Inspiração



Um bocadinho de mim em palavras soltas, libertas pela digitalização da mente.

terça-feira, 6 de julho de 2010

Excerto "A Sangue Frio"




Corri o mais que pude sem sequer olhar para trás. O vento e a chuva fustigavam-me o rosto mas eu mal os sentia. As lágrimas salgadas misturavam-se com as gotas doces vindas das nuvens mais carregadas do céu, daquele que já fora o nosso céu.
Quando reconheci os edifícios que me rodeavam percebi que me encontrava finalmente longe do perigo que me perseguia. Foi quando o receio de ser encontrada me deixou, que as forças me abandonaram e caí desamparada no chão, deixando que a lama se misturasse com os fios dourados do meu cabelo. Levantei-me a custo até encontrar o degrau de uma escada onde me pudesse abrigar da chuva e chorar a humilhação que me havias feito passar. Sentei-me e juntei os joelhos ao peito, abraçando-os com os meus braços e sentindo-me finalmente segura entre paredes que não conheciam o meu desgosto mas que me escondiam e protegiam.
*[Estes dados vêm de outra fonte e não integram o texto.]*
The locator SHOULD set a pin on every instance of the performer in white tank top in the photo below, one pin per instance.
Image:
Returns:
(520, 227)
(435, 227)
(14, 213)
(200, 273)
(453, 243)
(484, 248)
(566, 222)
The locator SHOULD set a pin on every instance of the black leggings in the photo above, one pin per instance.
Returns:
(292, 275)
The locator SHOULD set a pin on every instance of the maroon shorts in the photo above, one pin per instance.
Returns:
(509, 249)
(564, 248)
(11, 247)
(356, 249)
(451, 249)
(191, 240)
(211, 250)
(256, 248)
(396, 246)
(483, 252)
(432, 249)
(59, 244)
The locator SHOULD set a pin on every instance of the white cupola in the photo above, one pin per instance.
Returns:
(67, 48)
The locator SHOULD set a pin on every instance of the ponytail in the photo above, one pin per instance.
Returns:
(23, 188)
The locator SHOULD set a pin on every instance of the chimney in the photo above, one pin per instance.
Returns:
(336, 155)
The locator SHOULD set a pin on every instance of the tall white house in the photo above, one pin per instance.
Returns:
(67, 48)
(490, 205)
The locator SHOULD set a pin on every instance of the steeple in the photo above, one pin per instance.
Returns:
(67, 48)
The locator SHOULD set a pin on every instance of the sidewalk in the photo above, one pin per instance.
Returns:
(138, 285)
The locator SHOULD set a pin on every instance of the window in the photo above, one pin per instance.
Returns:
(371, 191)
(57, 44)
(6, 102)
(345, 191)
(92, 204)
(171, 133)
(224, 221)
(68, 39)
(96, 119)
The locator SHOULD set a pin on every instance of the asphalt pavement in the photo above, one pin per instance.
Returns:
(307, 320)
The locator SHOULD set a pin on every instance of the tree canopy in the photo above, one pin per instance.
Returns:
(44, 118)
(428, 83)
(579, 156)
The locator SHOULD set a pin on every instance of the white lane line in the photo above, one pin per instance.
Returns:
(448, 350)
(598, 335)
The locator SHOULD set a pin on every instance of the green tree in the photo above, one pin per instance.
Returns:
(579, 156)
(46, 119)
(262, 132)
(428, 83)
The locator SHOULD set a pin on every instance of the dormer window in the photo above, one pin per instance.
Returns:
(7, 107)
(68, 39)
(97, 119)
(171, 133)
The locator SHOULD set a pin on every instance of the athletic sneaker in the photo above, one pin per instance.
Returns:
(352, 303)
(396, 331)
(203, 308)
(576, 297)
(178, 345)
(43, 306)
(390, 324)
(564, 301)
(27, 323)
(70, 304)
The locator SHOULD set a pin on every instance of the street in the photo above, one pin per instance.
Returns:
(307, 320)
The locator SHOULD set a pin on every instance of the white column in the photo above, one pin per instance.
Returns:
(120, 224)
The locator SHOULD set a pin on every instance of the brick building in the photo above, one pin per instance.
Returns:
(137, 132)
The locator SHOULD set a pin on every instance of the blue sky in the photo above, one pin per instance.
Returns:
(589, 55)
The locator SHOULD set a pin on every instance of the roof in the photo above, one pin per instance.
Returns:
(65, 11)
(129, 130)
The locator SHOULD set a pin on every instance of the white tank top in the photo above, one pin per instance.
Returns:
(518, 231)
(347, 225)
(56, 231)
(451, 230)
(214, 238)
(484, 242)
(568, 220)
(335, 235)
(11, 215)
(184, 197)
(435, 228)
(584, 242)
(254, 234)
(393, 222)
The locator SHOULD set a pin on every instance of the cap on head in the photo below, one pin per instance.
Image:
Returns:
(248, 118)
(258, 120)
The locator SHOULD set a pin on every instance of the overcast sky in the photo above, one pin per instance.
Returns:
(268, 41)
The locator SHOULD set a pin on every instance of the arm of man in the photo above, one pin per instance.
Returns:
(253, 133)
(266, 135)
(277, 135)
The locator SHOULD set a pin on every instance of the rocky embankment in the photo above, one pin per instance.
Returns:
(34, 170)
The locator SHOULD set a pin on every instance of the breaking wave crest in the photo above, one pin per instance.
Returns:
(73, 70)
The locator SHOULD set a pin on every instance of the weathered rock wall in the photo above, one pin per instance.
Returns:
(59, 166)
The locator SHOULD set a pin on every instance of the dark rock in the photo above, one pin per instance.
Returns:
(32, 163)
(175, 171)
Não sei se passaram horas ou se apenas alguns minutos, pois caí num estado de semi-adormecimento embalado pelo ténue sussurrar do vento. Mas despertei ao ouvir passos que caminhavam na minha direcção. Levantei-me de súbito e espreitei para a rua, com o coração a bater descompassadamente e com o pensamento de que seria o fim de tudo. Lancei um olhar rápido e encarei um sem-abrigo que se assustou tanto quanto eu, e que se apressou a fugir na direcção oposta, olhando por cima do ombro com uma expressão de horror. Eu sabia o que o tinha assustado…
O frio começou a tornar-se cada vez mais intenso e sentia o corpo dorido. Precisava de sair dali e ir para um sitio onde pudesse descansar. Sabia a quem tinha de ligar, mas o telemóvel havia ficado em cima da mesa da entrada e comigo apenas ficara a mala minúscula que levara para o maldito jantar. Tinha que encontrar uma cabine telefónica, mas não fazia ideia onde a encontrar. Deambulei durante horas, até encontrar uma que funcionasse e aí já o sol despontava no horizonte e a cidade começava a agitar-se para começar outro dia frenético. Vi o meu reflexo no vidro da cabine e finalmente percebi a dimensão daquilo que me tinhas feito. O meu olho estava inchado e quase fechado, o meu lábio tinha ainda sangue, já seco, junto ao corte que me ardia quando tocava, tinha o cabelo coberto de lama e a minha cara era um mapa de arranhões.
Sentia-me exausta e só consegui chorar quando Daniela atendeu a chamada. Felizmente reconheceu a minha voz e eu consegui balbuciar o sítio onde me encontrava, “Vou já para aí!” foram as suas palavras. Deixei o corpo escorregar para a calçada e perdi-me na dor que me assaltava. Foi nessa noite que eu senti o ódio sobrepor-se ao amor que eu julgava sentir e aí decidi que tudo iria mudar.
Foi assim que fugi de ti. Desse perigo que eu própria convidei para a minha vida. Pensei na humilhação que me havias feito passar nessa noite, e durante todos os anos em que estivemos juntos e decidi interiormente que nunca mais iria pisar esses caminhos de derrocada, trilhados pela morte lenta. Libertei-me daquela letargia que me fazia permanecer caída naquela calçada e ergui-me, calma e confiante. Quando Daniela chegou, espantou-se pela mudança súbita no meu comportamento. A mulher amedrontada que lhe falara ao telefone não exista mais e eu jurava que ela nunca mais voltaria.

1 comentário:

  1. olá minha amiga :)
    já conhecia o texto, mas não posso deixar de comentar que é muito forte emocionalmente!!